Durban, Jul 7 : The Winter Olympics were awarded for the first time to South Korea on Wednesday as the alpine resort of Pyeongchang was named host of the 2018 Games.
Pyeongchang had been a persistent candidate for a decade, finishing second to Vancouver in the voting for the 2010 Games and to Sochi, Russia, for the 2014 Olympics. It built its successful candidacy for 2018 on a proposal to expand access to winter sports in the populous and lucrative Asian market.
The South Korean city won overwhelmingly on the first ballot of a secret vote of delegates of the International Olympic Committee, receiving 63 votes, compared with 25 for Munich and 7 for Annecy, France. Voting took place at a general assembly of the I.O.C. in Durban, South Africa.
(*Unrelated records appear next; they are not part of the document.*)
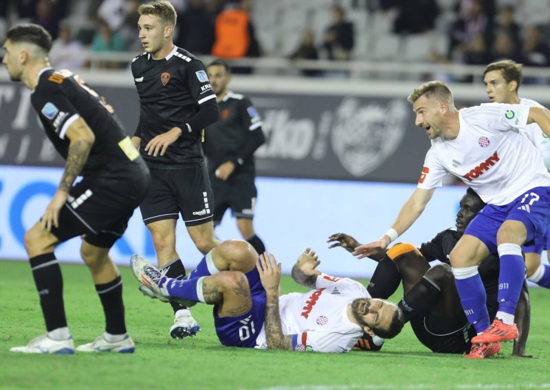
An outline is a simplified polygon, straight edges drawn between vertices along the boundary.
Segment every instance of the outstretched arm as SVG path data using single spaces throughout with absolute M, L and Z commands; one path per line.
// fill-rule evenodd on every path
M 260 280 L 265 290 L 265 339 L 267 347 L 274 349 L 292 349 L 292 336 L 283 334 L 279 312 L 279 282 L 280 281 L 280 263 L 275 257 L 267 252 L 260 255 L 256 263 L 260 274 Z
M 298 257 L 296 264 L 292 267 L 292 279 L 301 286 L 316 288 L 315 283 L 317 277 L 321 275 L 321 271 L 315 268 L 320 264 L 321 262 L 315 251 L 311 251 L 311 248 L 306 248 L 304 253 Z
M 328 239 L 327 239 L 327 242 L 333 242 L 329 249 L 336 248 L 336 246 L 342 246 L 346 251 L 349 252 L 350 253 L 353 253 L 353 251 L 355 250 L 355 248 L 358 246 L 360 246 L 362 245 L 359 241 L 349 236 L 349 234 L 346 234 L 345 233 L 336 233 L 333 234 Z M 371 253 L 368 255 L 369 259 L 372 259 L 375 261 L 380 262 L 382 260 L 384 256 L 386 255 L 386 250 L 381 250 L 380 252 Z
M 397 216 L 397 219 L 393 222 L 391 228 L 376 241 L 358 246 L 352 254 L 358 256 L 359 259 L 362 259 L 385 250 L 392 241 L 405 233 L 418 219 L 418 217 L 424 211 L 426 205 L 432 198 L 434 191 L 435 191 L 434 188 L 430 190 L 417 188 L 415 190 L 412 195 L 403 205 Z

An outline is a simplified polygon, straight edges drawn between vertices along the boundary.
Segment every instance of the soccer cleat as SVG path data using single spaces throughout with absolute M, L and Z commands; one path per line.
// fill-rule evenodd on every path
M 141 291 L 142 294 L 143 294 L 146 297 L 148 297 L 151 299 L 158 299 L 160 301 L 162 301 L 162 302 L 169 302 L 170 301 L 170 299 L 168 299 L 168 298 L 166 298 L 166 297 L 161 298 L 161 297 L 155 296 L 155 293 L 153 291 L 151 291 L 151 290 L 149 290 L 149 288 L 146 287 L 144 284 L 140 284 L 139 290 L 140 290 L 140 291 Z
M 174 317 L 174 325 L 170 328 L 170 335 L 173 339 L 184 339 L 187 336 L 193 336 L 201 330 L 195 319 L 191 316 L 188 310 L 182 310 L 179 312 L 185 312 L 185 314 Z
M 14 347 L 10 352 L 23 354 L 58 354 L 72 355 L 74 354 L 74 344 L 72 337 L 66 340 L 54 340 L 47 333 L 33 339 L 24 347 Z
M 492 356 L 500 352 L 500 345 L 494 344 L 472 344 L 470 353 L 464 355 L 467 359 L 484 359 Z
M 146 287 L 153 296 L 163 302 L 166 302 L 170 299 L 169 295 L 162 290 L 162 286 L 168 280 L 164 273 L 153 266 L 149 262 L 139 255 L 132 256 L 130 259 L 130 264 L 135 279 Z M 142 290 L 140 290 L 143 292 Z M 146 295 L 148 297 L 151 296 L 149 294 Z
M 472 343 L 475 344 L 500 343 L 514 340 L 519 336 L 520 332 L 515 323 L 507 325 L 500 319 L 495 319 L 491 326 L 485 329 L 483 333 L 472 339 Z
M 118 352 L 120 354 L 131 354 L 135 350 L 135 345 L 129 334 L 126 335 L 120 341 L 109 343 L 102 334 L 91 343 L 83 344 L 76 347 L 80 352 Z

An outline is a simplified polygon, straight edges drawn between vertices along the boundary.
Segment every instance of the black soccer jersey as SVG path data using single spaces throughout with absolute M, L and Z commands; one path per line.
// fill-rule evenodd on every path
M 461 233 L 454 229 L 448 229 L 439 232 L 428 242 L 420 246 L 419 250 L 422 255 L 428 262 L 439 260 L 450 264 L 449 260 L 451 251 L 456 245 Z M 479 276 L 483 282 L 487 293 L 487 308 L 491 318 L 494 317 L 498 308 L 497 295 L 498 292 L 498 272 L 500 261 L 496 256 L 490 255 L 485 257 L 478 267 Z
M 212 100 L 215 104 L 216 95 L 203 63 L 175 46 L 162 60 L 153 60 L 147 53 L 138 56 L 132 61 L 132 74 L 140 98 L 135 136 L 142 139 L 140 152 L 147 164 L 156 168 L 176 168 L 202 163 L 202 129 L 190 132 L 187 123 L 201 104 L 211 104 Z M 179 127 L 183 133 L 164 155 L 147 155 L 144 148 L 149 141 L 173 127 Z
M 218 106 L 220 120 L 206 128 L 204 142 L 210 170 L 232 161 L 239 172 L 254 172 L 254 152 L 265 140 L 258 111 L 250 99 L 230 91 Z
M 31 103 L 46 135 L 65 159 L 70 143 L 65 133 L 71 124 L 82 117 L 91 129 L 95 141 L 82 176 L 125 180 L 148 172 L 113 108 L 78 75 L 45 68 L 38 75 Z

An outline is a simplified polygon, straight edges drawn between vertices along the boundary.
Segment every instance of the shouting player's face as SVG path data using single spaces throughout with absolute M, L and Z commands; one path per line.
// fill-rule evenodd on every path
M 6 55 L 2 63 L 6 65 L 10 79 L 12 81 L 21 81 L 23 76 L 23 67 L 21 66 L 21 50 L 18 45 L 13 45 L 10 40 L 4 43 Z
M 397 306 L 377 298 L 358 298 L 351 302 L 351 312 L 359 324 L 369 329 L 389 329 Z
M 491 102 L 496 103 L 512 103 L 512 98 L 516 90 L 515 82 L 507 82 L 500 70 L 487 72 L 483 78 L 487 96 Z
M 138 28 L 145 52 L 152 54 L 154 58 L 155 54 L 164 47 L 170 36 L 168 31 L 170 26 L 166 25 L 156 15 L 142 15 L 138 21 Z
M 415 102 L 412 108 L 416 113 L 415 124 L 426 130 L 430 139 L 435 139 L 443 133 L 441 103 L 434 98 L 423 95 Z
M 219 96 L 227 91 L 231 76 L 223 65 L 210 65 L 206 69 L 214 93 Z
M 485 205 L 481 199 L 477 196 L 470 194 L 464 195 L 460 200 L 460 209 L 456 213 L 456 231 L 463 234 L 470 222 L 481 211 L 483 206 Z

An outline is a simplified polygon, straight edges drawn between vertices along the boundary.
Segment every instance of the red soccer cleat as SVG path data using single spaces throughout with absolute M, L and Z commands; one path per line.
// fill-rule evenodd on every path
M 464 355 L 467 359 L 484 359 L 492 356 L 500 352 L 500 345 L 496 344 L 472 344 L 470 353 Z
M 493 321 L 491 326 L 487 328 L 483 333 L 472 339 L 472 344 L 490 344 L 492 343 L 500 343 L 514 340 L 520 336 L 518 327 L 514 325 L 506 325 L 500 319 Z

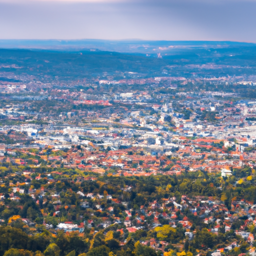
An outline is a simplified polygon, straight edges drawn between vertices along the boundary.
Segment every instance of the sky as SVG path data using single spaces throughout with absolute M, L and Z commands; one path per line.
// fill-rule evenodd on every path
M 0 0 L 0 39 L 256 42 L 256 0 Z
“There is maybe a lesson in the achievement of Pyeongchang,” Jacques Rogge, the president of the I.O.C., said at a news conference. “Patience and perseverance have prevailed.”
Pyeongchang will be the third Asian city to host the Winter Games, after Sapporo, Japan, in 1972 and Nagano, Japan, in 1998. Its budget for 2018 was far greater than the other bids — $1.5 billion for the actual Games and $2 billion to $6 billion for infrastructure projects, according to news reports, as Pyeongchang seeks to become a regional winter sports hub.
The South Korean candidacy also enjoyed widespread public support, which the I.O.C. considers an important factor. Its plan to have all events within 30-minute's drive from Pyeongchang apparently was also appealing. And the Olympic delegates seemingly were swayed by the fact that South Korea's president, Lee Myung-bak, traveled to Durban to make a personal pitch for the 2018 Games.
But the most persuasive factor in Pyeongchang's bid may have been the chance to further expand the popularity of winter sports in a country that had not previously hosted the Winter Olympics. Pyeongchang is about 100 miles east of Seoul, the South Korean capital, which has a population of more than 10 million.
Andrew Judelson, the chief revenue and marketing officer for the United States Ski and Snowboard Association, said in a statement, “The Olympics will benefit from returning to Asia and especially Korea, which has become a major global business center.”
In a final pitch to I.O.C. delegates on Wednesday, Pyeongchang's bid leaders displayed a map showing that 19 of the previous 21 Winter Games had been held in Europe and North America, suggesting it was time to give Asia another chance.
Wednesday's vote was in keeping with recent attempts by the Olympics and soccer's World Cup to bring the world's biggest sporting events to places where they had not been previously held. The 2014 Winter Games will go to Russia for the first time and the 2016 Summer Games will be held for the first time in South America, with Rio de Janeiro as host.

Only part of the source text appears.